A large amount of nervous energy is expended unnecessarily while waiting. If we are obliged to wait for any length of time, it does not hurry the minutes or bring that for which we wait to keep nervously strained with impatience; and it does use vital force, and so helps greatly toward “Americanitis.” The strain which comes from an hour’s nervous waiting, when simply to let yourself alone and keep still would answer much better, is often equal to a day’s labor. It must be left to individuals to discover how this applies in their own especial cases, and it will be surprising to see not only how great and how common such strain is, but how comparatively easy it is to drop it. There are of course exceptional times and states when only constant trying and thoughtful watchfulness will bring any marked result.

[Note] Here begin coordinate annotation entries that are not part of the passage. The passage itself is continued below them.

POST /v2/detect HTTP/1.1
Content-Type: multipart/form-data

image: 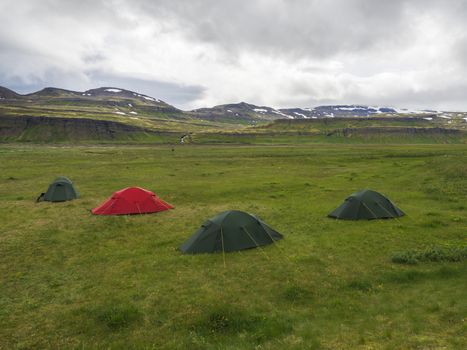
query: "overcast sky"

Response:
[0,0,467,110]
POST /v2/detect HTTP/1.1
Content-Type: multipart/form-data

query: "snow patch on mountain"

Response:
[293,112,310,119]
[271,109,295,119]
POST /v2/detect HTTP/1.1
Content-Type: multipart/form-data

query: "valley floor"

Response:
[0,144,467,350]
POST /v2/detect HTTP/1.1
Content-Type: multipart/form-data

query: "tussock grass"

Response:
[0,144,467,350]
[391,246,467,265]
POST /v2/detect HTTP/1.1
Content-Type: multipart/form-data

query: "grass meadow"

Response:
[0,144,467,350]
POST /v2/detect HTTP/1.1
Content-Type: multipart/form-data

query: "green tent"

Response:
[328,190,405,220]
[180,210,282,254]
[37,176,79,202]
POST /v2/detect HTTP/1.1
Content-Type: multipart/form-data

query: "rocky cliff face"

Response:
[0,116,158,141]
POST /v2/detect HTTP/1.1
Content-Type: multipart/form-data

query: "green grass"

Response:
[0,144,467,350]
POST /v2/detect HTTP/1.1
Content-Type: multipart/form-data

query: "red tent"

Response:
[92,187,173,215]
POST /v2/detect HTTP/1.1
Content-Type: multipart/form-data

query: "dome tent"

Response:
[180,210,282,254]
[328,190,405,220]
[37,176,79,202]
[92,187,173,215]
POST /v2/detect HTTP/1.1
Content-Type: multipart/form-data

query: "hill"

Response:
[0,87,467,143]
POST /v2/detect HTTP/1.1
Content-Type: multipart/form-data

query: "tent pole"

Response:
[221,225,226,269]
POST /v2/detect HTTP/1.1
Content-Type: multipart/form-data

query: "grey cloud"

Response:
[0,0,467,109]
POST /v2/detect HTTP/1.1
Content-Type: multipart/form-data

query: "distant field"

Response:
[0,144,467,350]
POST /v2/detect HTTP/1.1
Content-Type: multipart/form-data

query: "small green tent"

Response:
[37,176,79,202]
[328,190,405,220]
[180,210,282,254]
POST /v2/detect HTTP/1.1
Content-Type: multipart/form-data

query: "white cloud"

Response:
[0,0,467,110]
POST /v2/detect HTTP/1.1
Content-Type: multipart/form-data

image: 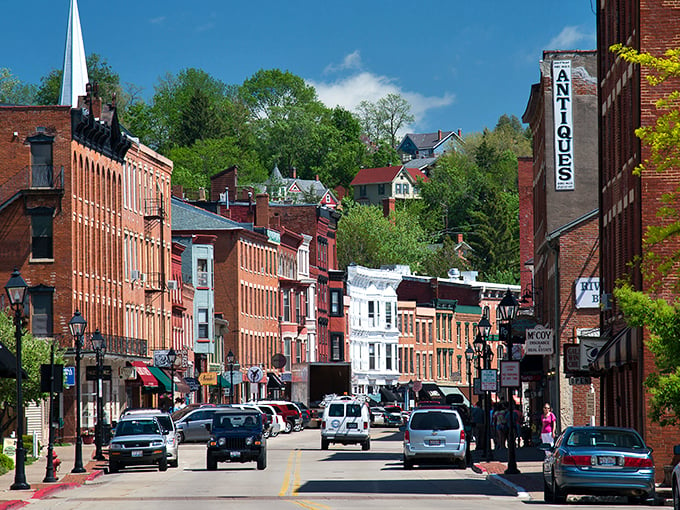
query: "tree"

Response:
[610,44,680,425]
[357,94,415,148]
[337,200,427,272]
[0,310,63,437]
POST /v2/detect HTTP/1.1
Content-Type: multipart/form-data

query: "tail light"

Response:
[623,457,654,468]
[562,455,594,466]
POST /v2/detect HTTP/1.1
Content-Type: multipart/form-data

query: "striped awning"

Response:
[590,328,635,372]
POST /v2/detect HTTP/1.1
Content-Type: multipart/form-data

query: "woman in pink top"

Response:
[541,404,557,446]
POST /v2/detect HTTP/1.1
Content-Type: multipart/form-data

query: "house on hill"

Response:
[351,166,429,205]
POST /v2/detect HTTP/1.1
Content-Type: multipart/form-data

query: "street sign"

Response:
[481,369,498,392]
[501,361,520,388]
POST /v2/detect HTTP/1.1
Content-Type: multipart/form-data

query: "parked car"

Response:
[402,408,467,469]
[205,409,267,471]
[121,408,179,467]
[175,406,219,443]
[321,398,371,450]
[109,415,168,473]
[539,427,656,503]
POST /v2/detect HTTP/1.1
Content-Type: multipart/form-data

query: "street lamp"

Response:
[168,347,177,414]
[68,310,87,473]
[227,349,234,404]
[498,289,520,474]
[5,268,31,490]
[90,329,106,460]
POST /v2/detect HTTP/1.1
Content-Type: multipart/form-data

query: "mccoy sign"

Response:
[524,326,554,355]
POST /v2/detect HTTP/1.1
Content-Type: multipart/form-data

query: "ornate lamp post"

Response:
[68,310,87,473]
[168,347,177,414]
[227,349,234,404]
[5,268,31,490]
[90,329,106,460]
[498,289,520,474]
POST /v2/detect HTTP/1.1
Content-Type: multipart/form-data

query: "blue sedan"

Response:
[541,427,655,503]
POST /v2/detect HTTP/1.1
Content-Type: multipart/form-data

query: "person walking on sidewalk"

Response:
[541,404,557,446]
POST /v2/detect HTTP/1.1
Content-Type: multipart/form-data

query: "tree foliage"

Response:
[611,44,680,425]
[0,310,63,436]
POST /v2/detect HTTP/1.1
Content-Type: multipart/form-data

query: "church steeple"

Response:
[59,0,88,108]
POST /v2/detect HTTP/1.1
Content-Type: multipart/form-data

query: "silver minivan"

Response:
[402,408,467,469]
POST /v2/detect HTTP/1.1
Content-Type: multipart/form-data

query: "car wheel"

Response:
[543,478,553,503]
[552,478,567,505]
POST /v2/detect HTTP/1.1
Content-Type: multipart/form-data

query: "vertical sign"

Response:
[552,60,574,191]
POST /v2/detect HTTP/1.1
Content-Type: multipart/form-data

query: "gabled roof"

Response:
[350,166,429,186]
[397,131,455,151]
[171,197,247,232]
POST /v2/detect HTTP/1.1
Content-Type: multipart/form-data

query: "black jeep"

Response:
[206,409,267,471]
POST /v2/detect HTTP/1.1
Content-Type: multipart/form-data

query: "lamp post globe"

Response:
[5,268,31,490]
[90,329,106,460]
[68,310,87,473]
[168,347,177,414]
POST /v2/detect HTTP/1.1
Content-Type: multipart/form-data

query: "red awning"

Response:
[131,361,158,388]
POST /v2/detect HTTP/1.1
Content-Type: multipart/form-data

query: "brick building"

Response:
[595,0,680,480]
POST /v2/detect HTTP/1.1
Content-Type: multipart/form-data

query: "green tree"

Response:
[610,44,680,425]
[0,310,63,437]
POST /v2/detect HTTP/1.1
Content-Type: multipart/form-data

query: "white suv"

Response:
[321,397,371,450]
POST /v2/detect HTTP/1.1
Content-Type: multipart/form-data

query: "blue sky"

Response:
[0,0,597,134]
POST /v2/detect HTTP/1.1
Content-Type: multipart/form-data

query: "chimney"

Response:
[253,193,269,228]
[383,198,395,218]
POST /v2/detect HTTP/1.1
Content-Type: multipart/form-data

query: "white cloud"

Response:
[324,50,363,73]
[308,71,455,131]
[547,26,595,50]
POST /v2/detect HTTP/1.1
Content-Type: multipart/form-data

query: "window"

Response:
[31,286,53,337]
[330,333,345,361]
[31,211,54,259]
[331,289,343,317]
[198,308,208,338]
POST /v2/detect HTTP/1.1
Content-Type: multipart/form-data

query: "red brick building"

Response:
[595,0,680,480]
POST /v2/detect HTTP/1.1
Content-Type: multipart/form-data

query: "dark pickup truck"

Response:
[205,409,267,471]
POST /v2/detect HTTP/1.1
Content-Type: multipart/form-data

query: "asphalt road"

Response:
[19,429,660,510]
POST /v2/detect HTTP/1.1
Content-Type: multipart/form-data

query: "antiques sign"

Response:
[552,60,574,191]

We have taken a few examples where there is nothing to do but keep quiet, body and brain, from what should be the absolute rest of sleep to the enforced rest of waiting. just one word more in connection with waiting and driving. You must catch a certain train. Not having time to trust to your legs or the cars, you hastily take a cab. You will in your anxiety keep up exactly the same strain that you would have had in walking, as if you could help the carriage along, or as if reaching the station in time depended upon your keeping a rigid spine and tense muscles. You have hired the carriage to take you, and any activity on your part is quite unnecessary until you reach the station; why not keep quiet and let the horses do the work, and the driver attend to his business?
It would be easy to fill a small volume with examples of the way in which we are walking directly into nervous prostration; examples only of this one variety of disobedience, namely, of the laws of rest. And to give illustrations of all the varieties of disobedience to Nature’s laws in activity would fill not one small book, but several large ones; and then, unless we improve, a year-book of new examples of nervous strain could be published. But fortunately, if we are nervous and short-sighted, we have a good share of brain and commonsense when it is once appealed to, and a few examples will open our eyes and set us thinking, to real and practical results.